回复:回复:回复:Bug about drop index concurrently

From: 李杰(慎追) <adger(dot)lj(at)alibaba-inc(dot)com>
To: "Tomas Vondra" <tomas(dot)vondra(at)2ndquadrant(dot)com>
Cc: "pgsql-hackers" <pgsql-hackers(at)lists(dot)postgresql(dot)org>
Subject: 回复:回复:回复:Bug about drop index concurrently
Date: 2019-10-24 03:10:16
Message-ID: bd16c875-9fe1-4c34-805c-e0a2ea756015.adger.lj@alibaba-inc.com
Views: Raw Message | Whole Thread | Download mbox | Resend email
Thread:
Lists: pgsql-hackers

>That suggests you're doing a lot of 'drop index concurrently', right?

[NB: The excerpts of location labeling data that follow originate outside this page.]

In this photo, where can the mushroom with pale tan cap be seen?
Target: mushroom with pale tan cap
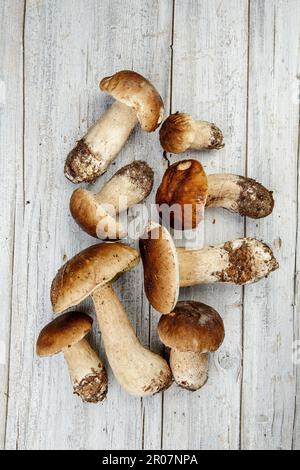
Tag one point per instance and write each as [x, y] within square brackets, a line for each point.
[192, 331]
[91, 273]
[186, 188]
[180, 132]
[166, 268]
[136, 100]
[66, 334]
[97, 213]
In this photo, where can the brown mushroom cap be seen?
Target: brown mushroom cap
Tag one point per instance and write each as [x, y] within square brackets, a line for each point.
[138, 93]
[63, 332]
[184, 185]
[161, 269]
[177, 133]
[192, 326]
[88, 270]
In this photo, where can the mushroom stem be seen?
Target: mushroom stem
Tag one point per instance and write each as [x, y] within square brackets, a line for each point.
[189, 369]
[206, 136]
[239, 194]
[101, 144]
[241, 261]
[87, 373]
[140, 371]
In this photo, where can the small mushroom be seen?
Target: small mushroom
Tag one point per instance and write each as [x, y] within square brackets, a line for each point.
[185, 190]
[66, 334]
[166, 268]
[181, 197]
[241, 261]
[192, 331]
[96, 213]
[136, 100]
[239, 194]
[90, 273]
[180, 132]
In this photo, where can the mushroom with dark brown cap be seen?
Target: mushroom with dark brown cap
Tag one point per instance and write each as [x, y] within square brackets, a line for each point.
[180, 132]
[66, 334]
[192, 331]
[91, 272]
[97, 213]
[181, 196]
[185, 186]
[136, 100]
[166, 268]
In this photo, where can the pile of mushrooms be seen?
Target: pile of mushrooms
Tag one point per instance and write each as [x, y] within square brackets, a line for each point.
[190, 330]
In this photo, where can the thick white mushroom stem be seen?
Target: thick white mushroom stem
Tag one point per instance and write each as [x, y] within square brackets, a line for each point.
[206, 136]
[239, 194]
[87, 373]
[241, 261]
[101, 144]
[189, 369]
[139, 371]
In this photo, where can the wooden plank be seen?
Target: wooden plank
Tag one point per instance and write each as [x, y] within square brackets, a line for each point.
[11, 142]
[70, 45]
[269, 374]
[210, 82]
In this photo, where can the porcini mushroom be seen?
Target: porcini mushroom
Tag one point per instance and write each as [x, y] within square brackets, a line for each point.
[239, 194]
[192, 331]
[180, 132]
[166, 268]
[91, 272]
[181, 197]
[241, 261]
[96, 213]
[186, 189]
[136, 100]
[161, 268]
[66, 334]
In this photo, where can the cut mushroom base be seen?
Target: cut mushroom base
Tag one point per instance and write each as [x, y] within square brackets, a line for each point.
[97, 213]
[241, 261]
[91, 272]
[66, 334]
[136, 100]
[239, 194]
[180, 132]
[139, 371]
[189, 369]
[191, 331]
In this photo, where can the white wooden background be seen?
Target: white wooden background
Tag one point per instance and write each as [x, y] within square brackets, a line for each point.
[235, 62]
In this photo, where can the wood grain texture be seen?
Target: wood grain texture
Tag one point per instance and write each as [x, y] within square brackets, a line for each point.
[209, 82]
[234, 62]
[269, 378]
[11, 154]
[70, 45]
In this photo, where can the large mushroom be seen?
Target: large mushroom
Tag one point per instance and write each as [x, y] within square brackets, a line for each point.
[191, 330]
[166, 268]
[242, 261]
[91, 273]
[66, 334]
[136, 100]
[185, 186]
[180, 132]
[97, 213]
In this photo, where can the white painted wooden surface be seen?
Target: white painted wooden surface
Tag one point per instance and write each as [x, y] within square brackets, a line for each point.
[235, 62]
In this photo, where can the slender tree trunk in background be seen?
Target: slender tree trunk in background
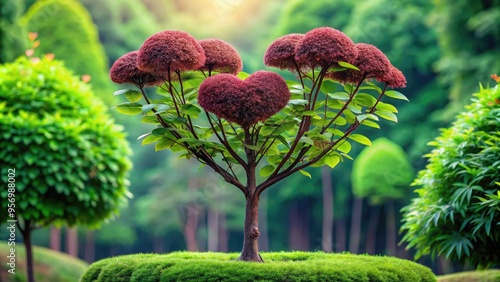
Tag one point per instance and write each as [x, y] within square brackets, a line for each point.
[190, 228]
[26, 232]
[340, 235]
[72, 241]
[298, 227]
[264, 238]
[250, 250]
[213, 230]
[89, 254]
[355, 235]
[223, 234]
[371, 233]
[55, 238]
[391, 228]
[327, 227]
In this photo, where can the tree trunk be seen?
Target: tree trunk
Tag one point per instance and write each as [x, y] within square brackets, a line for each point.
[250, 250]
[55, 238]
[371, 234]
[327, 227]
[391, 228]
[89, 254]
[72, 241]
[357, 213]
[26, 232]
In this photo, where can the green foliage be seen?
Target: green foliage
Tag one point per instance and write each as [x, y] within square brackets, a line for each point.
[123, 24]
[491, 275]
[12, 34]
[457, 213]
[381, 172]
[70, 159]
[66, 29]
[475, 25]
[49, 265]
[296, 266]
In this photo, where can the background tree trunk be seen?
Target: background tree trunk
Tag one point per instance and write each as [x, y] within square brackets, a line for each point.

Not completely, In the actual scene, in fact, I didn't perform too much 'drop index concurrently' on the master. I just just execute a lot of queries on the standby. You know, it will have a certain probability every time you execute ‘drop index concurrently’ on the master. Although it is small, it may appear.
>Yes, but we can't really do that, I'm afraid.
>
>We certainly can't do that on the master because we simply don't have
>the necessary information about locks from the standby, and we really
>don't want to have it, because with a busy standby that might be quite a
>bit of data (plust the standby would have to wait for the master to
>confirm each lock acquisition, I think which seems pretty terrible).
>
yeah, we can't do this and will lose too much in order to achieve this.

>On the standby, we don't really have an idea that the there's a drop
>index running - we only get information about AE locks, and a bunch of
>catalog updates. I don't think we have a way to determine this is a drop
>index in concurrent mode :-(
>
>More preciresly, the master sends information about AccessExclusiveLock
>in XLOG_STANDBY_LOCK wal record (in xl_standby_locks struct). And when
>the standby replays that, it should acquire those locks.
>
>For regular DROP INDEX we send this:
>
>rmgr: Standby ... desc: LOCK xid 8888 db 16384 rel 16385
>rmgr: Standby ... desc: LOCK xid 8888 db 16384 rel 20573
>... catalog changes ...
>rmgr: Transaction ... desc: COMMIT 2019-10-23 22:42:27.950995 CEST;
> rels: base/16384/20573; inval msgs: catcache 32 catcache 7 catcache
> 6 catcache 50 catcache 49 relcache 20573 relcache 16385 snapshot 2608
>
>while for DROP IDNEX CONCURRENTLY we send this
>
>rmgr: Heap ... desc: INPLACE ... catalog update
>rmgr: Standby ... desc: INVALIDATIONS ; inval msgs: catcache 32
>relcache 21288 relcache 16385
>rmgr: Heap ... desc: INPLACE ... catalog update
>rmgr: Standby ... desc: INVALIDATIONS ; inval msgs: catcache 32
> relcache 21288 relcache 16385
>rmgr: Standby ... desc: LOCK xid 10326 db 16384 rel 21288
>... catalog updates ...
>rmgr: Transaction ... desc: COMMIT 2019-10-23 23:47:10.042568 CEST;
> rels: base/16384/21288; inval msgs: catcache 32 catcache 7 catcache 6
> catcache 50 catcache 49 relcache 21288 relcache 16385 snapshot 2608
>
yeah, you are right, I got this .

>So just a single lock on the index, but not the lock on the relation
>itself (which makes sense, because for DROP INDEX CONCURRENTLY we don'>t get an exclusive lock on the table).
>
>I'm not quite familiar with this part of the code, but the SELECT
>backends are clearly getting a stale list of indexes from relcache, and
>try to open an index which was already removed by the redo. We do
>acquire the lock on the index itself, but that's not sufficient :-(
>
>Not sure how to fix this. I wonder if we could invalidate the relcache
>for the relation at some point.
--method one --
>Or maybe we could add additional
>information to the WAL to make the redo wait for all lock waiters, just
>like on the master. But that might be tricky because of deadlocks, and
>because the redo could easily get "stuck" waiting for a long-running
>queries.
--method two --

for the method one , I don't think this can solve the problem at all.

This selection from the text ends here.